The strengths of this study are the prospective nature of case collection and completion of follow-up questionnaires, allowing for false positives to be identified. It is important to take into account the potential for underreporting, bias or loss of data that results from the nature of the BOSU reporting system. Given the rarity of ocular TB there is inevitable low numbers of patients resulting in difficulty in establishing statistically significant correlations between variables.

In summary, ocular TB is a rare ocular presentation of a significant systemic infection. The UK incidence has been estimated at 0.73 per million per annum.

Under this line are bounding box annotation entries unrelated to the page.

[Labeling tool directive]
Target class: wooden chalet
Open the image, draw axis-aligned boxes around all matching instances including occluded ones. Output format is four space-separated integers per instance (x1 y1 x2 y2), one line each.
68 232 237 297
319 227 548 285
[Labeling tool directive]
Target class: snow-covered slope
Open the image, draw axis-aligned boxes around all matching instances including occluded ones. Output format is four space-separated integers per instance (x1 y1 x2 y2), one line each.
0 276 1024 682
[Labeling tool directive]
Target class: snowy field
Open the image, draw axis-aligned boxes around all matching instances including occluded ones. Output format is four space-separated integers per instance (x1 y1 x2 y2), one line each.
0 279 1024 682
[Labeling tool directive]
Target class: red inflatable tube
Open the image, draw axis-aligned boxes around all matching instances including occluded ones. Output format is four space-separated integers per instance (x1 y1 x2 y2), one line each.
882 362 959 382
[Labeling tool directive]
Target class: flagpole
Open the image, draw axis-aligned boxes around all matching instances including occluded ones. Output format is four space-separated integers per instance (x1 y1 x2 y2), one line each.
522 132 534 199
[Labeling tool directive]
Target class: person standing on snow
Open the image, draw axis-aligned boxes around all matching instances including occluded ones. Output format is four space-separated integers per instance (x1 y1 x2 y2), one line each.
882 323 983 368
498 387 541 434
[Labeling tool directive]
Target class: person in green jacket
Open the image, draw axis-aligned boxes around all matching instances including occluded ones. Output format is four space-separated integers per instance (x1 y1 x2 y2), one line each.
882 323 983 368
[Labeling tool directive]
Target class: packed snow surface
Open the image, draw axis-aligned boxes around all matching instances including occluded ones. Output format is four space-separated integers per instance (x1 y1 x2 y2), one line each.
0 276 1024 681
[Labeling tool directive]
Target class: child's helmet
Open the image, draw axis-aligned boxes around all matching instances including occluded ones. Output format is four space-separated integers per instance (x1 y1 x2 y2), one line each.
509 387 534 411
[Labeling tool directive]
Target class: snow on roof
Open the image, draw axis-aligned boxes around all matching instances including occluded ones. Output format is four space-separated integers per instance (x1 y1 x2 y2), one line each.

Increasing recognition of high-risk groups such immigrants from endemic regions and accessibility to gamma-interferon testing should enable earlier detection of this condition. Treatment with quadruple ATT treatment regimens for at least 6 months shows good clinical outcomes. It is still unclear whether steroid use in these patients is beneficial. Further large studies with longer follow-up would be warranted to answer these questions.

Summary

What was known before

  • Ocular tuberculosis is a rare cause of uveitis.

  • There is no consensus on how best to treat this condition.

What this study adds

  • Incidence of ocular tuberculosis for the United Kingdom is 0.73 per million population per annum.

  • A risk factor for ocular TB is immigrant status with the origin of birth for 71% of the patients being a non-UK country.

  • Eighty-three of patients had complete resolution of symptoms at 12 months follow-up.